If Flintoff does play then it will allow Strauss to go into the game with five front-line bowlers, something that will make his life easier after England struggled against a West Indies A side last weekend.
"Certainly the bowlers were forced to bowl a lot of overs and they responded very well," said Strauss. "The way they kept bowling spell after spell after spell was encouraging and showed they are in pretty good physical condition. "It's a little bit hard to say how incisive they were because this wicket was ridiculously flat."

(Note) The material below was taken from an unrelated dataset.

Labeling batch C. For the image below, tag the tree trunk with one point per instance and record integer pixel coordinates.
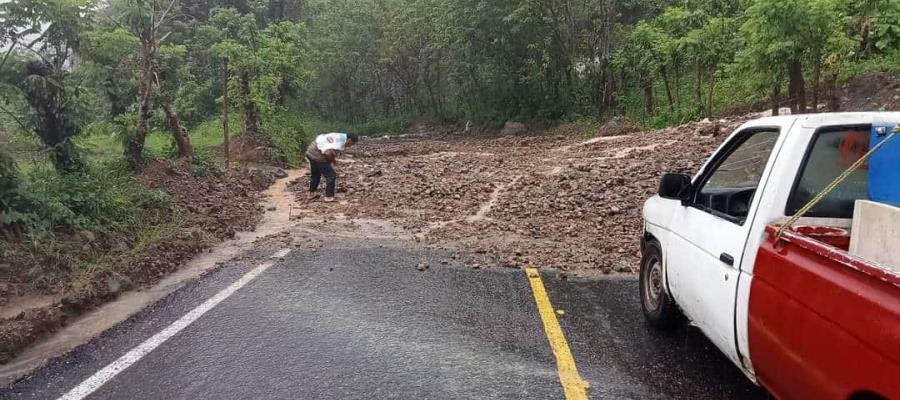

The other question mark surrounds Steve Harmison, who was dropped for England last Test in Mohali and who blew hot and cold in the drawn warm-up match in St Kitts. However, memories of his career-best 7 for 12 when England last played a Test at Sabina Park will be at the back of everyone's minds. With the pitch likely to be fast, Harmison's chances of a recall seem good.
"From Harmy's point of view it was great for him to play two matches and get a lot of overs under his belt," Strauss said. "We all know that the more Harmy bowls, the more rhythm he gets into and the quicker he gets it through as well. I think he got better and better each spell he bowled and he has definitely got his name in the hat. It was difficult to tell much from this last pitch but his areas were good and his pace increased throughout."
Harmison himself, inevitably faced with a barrage of questions about his 2004 performance, was revealing little. "I don't remember much about that day, it is a bit of a blur. I'm not really one for watching old tapes, so I can't recall it specifically.
"I'm looking forward to going back, especially if they produce a wicket like that, but I don't want to count any chickens."